Question: A: The radical center of the circles \({x^2} + {y^2} = 4,\;{x^2} + {y^2} - 3x = 4,\;{x^2} + {y^2} - ...

Question

A: The radical center of the circles ${x^2} + {y^2} = 4,\;{x^2} + {y^2} - 3x = 4,\;{x^2} + {y^2} - 4y = 4$ is (0, 0)
R: Radical center of three circles is the point of concurrence of the radical axes of the circles taken in pairs.
A) Both A and R are true and R is the correct explanation of A
B) Both A and R are true and R is not the correct explanation of A
C) A is true but R is false
D) A is false but R is true

Answer 1

Solution

Radical Axis Formula:-
Let two circles be
$S:{x^2} + {y^2} + 2gx + 2fy + c = 0\;$ and
$S\prime :{x_2} + {y_2} + 2g\prime x + 2f\prime y + c\prime = 0$
then equation of radical axis is
$S - S\prime = 0$
i.e. $\;2(g - g\prime )x + 2(f - f\prime ) + (c - c\prime ) = 0$
Radical Centre definition: -
The radical axis of three circles, taken in pairs, meet at a point, which is called their radical centre. The coordinate of radical centre can be found by solving the equation
${S_1} = {S_2} = {S_3} = 0$

Complete step-by-step answer:
Let:
Radical axis of first circle ${S_1} = {x^2} + {y^2} = 4............................(1)$
Radical axis of second circle ${S_2} = {x^2} + {y^2} - 3x = 4....................(2)$
Radical axis of third circle ${S_3} = {x^2} + {y^2} - 4y = 4....................(3)$
Radical axis of two circles is the locus of a point, which moves such that length of tangent drawn from it to the two circles are equal.
Equation of radical axis is ${S_1} - {S_2} = 0$ . Hence,
${S_1} - {S_2} = 0;\; \\\ {S_2} - {S_3} = 0;\; \\\ {S_3} - {S_1} = 0 \\\$
We will get the equation of radical axis and by solving them we can obtain the required radical center. Radical axis is perpendicular to the straight line joining the centre of circle. So, two circles are non-concentric.
Radical axis of first and second circle is given by i.e. Subtracting equation (1) and (2)

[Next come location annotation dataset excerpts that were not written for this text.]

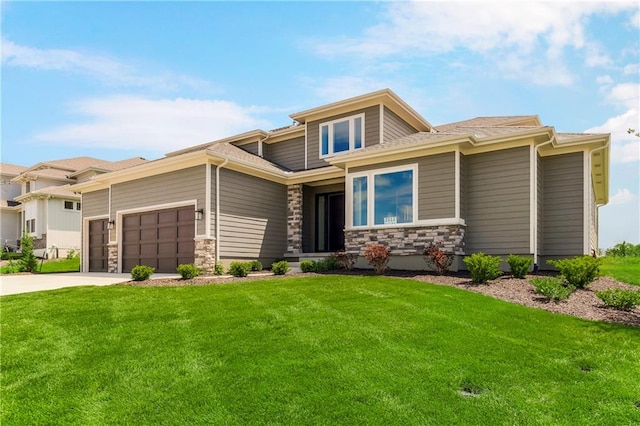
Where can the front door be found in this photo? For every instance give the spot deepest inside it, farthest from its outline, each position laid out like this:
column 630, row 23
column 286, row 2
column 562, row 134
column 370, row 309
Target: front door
column 330, row 222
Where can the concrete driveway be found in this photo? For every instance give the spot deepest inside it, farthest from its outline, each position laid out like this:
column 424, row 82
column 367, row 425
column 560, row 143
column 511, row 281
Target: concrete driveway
column 14, row 284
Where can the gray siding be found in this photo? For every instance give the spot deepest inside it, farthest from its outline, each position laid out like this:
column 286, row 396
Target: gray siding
column 95, row 203
column 172, row 187
column 371, row 133
column 289, row 154
column 563, row 205
column 498, row 202
column 436, row 183
column 253, row 218
column 394, row 127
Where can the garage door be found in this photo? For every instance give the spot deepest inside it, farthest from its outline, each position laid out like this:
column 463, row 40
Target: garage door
column 98, row 240
column 162, row 239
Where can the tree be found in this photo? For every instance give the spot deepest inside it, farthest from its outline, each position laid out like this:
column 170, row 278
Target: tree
column 28, row 262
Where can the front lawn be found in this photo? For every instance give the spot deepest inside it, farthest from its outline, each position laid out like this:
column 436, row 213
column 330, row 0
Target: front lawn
column 625, row 269
column 311, row 350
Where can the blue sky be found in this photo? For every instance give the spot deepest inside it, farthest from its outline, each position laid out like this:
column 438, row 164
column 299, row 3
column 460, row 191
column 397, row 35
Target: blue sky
column 120, row 79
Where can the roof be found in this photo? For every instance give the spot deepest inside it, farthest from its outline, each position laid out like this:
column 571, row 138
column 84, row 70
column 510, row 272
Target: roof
column 11, row 169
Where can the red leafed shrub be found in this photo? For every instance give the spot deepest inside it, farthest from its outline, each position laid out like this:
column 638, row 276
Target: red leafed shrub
column 437, row 258
column 378, row 256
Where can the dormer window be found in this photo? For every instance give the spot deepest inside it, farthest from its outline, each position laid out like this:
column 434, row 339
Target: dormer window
column 341, row 135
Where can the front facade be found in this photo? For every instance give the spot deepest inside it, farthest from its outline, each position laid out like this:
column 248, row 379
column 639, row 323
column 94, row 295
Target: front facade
column 366, row 169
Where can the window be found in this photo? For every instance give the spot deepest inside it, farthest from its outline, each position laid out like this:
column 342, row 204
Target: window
column 342, row 135
column 384, row 197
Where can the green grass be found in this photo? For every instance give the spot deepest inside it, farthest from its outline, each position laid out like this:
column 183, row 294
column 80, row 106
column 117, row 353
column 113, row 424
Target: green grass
column 314, row 350
column 625, row 269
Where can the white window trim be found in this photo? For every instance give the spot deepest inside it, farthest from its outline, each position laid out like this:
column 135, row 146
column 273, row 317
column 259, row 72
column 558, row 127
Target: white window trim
column 351, row 119
column 370, row 174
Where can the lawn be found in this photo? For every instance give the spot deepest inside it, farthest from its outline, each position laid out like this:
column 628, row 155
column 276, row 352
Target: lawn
column 312, row 350
column 625, row 269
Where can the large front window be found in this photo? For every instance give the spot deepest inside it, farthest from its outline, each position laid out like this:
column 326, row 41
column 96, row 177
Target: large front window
column 383, row 197
column 342, row 135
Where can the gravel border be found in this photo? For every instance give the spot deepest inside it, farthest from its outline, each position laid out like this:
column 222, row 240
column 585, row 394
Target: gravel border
column 583, row 303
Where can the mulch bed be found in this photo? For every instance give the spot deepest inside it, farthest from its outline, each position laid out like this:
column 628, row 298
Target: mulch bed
column 583, row 303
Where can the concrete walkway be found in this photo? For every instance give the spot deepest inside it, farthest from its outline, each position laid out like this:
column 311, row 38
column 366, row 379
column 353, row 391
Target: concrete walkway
column 14, row 284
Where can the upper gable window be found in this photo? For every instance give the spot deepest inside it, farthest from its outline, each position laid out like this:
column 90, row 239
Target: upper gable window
column 342, row 135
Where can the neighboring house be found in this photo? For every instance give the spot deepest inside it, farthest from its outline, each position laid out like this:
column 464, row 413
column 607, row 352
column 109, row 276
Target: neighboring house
column 366, row 169
column 49, row 209
column 10, row 209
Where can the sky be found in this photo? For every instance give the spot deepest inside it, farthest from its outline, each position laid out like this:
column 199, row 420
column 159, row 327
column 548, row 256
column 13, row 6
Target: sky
column 115, row 80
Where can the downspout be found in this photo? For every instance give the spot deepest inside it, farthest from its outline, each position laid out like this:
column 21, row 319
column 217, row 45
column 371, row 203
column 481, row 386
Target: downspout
column 224, row 163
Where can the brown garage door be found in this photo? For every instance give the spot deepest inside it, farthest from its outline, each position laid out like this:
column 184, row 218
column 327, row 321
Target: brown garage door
column 98, row 240
column 162, row 239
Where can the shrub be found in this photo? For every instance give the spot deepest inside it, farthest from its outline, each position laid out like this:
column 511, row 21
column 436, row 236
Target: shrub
column 579, row 271
column 218, row 269
column 256, row 265
column 345, row 260
column 239, row 269
column 519, row 265
column 280, row 268
column 378, row 256
column 141, row 272
column 188, row 271
column 483, row 267
column 617, row 298
column 307, row 265
column 28, row 261
column 437, row 259
column 552, row 288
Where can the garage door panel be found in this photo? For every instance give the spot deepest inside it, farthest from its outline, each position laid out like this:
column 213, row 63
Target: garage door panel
column 164, row 239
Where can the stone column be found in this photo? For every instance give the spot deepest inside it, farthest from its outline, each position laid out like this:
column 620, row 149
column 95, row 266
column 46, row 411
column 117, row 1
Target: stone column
column 112, row 258
column 294, row 219
column 205, row 255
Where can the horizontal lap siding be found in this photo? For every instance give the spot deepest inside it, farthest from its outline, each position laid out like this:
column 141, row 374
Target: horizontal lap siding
column 253, row 217
column 95, row 203
column 498, row 202
column 371, row 133
column 173, row 187
column 563, row 205
column 394, row 127
column 289, row 154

\Rightarrow \left( {{x^2} + {y^2}} \right) - \left( {{x^2} + {y^2} - 3x} \right) = 0 \\\ \Rightarrow 3x = 0 \\\ \Rightarrow x = 0..............................(4) \\\

Radical axis of second and third circle is given by i.e. Subtracting equation (2) and (3)
$\Rightarrow \left( {{x^2} + {y^2} - 3x} \right) - \left( {{x^2} + {y^2} - 4y} \right) = 0 \\\ \Rightarrow 3x + 4y = 0..............................(5) \\\$
Radical axis of third and second circle is given by i.e. Subtracting equation (3) and (1)
$\Rightarrow \left( {{x^2} + {y^2} - 4y} \right) - \left( {{x^2} + {y^2}} \right) = 0 \\\ \Rightarrow - 4y = 0 \\\ \Rightarrow y = 0..............................(6) \\\$
Thus the radical centre is (0, 0). Hence A is correct.
Substituting x in equation (5) by equation (4) gives the value of y similar to given by equation (6). These three straight lines meet at a point; since it is obvious that the values of x and y which simultaneously satisfy two of the equations, is also satisfying the third equation.
Hence R is also correct.
So Option (A) is the correct answer.

Note: Radical axis is a useful tool to prove the collinearity of points. To prove that a certain number of points lie on a straight line, we may try to show that each of these points has equal power to two circles and then draw the conclusion that they all lie on the radical axis of the circles.
Similarly, we can use radical center to prove the concurrency of lines. The strategy is to show that each of these lines is the radical axis of a pair of circles and then conclude that they meet at the radical center.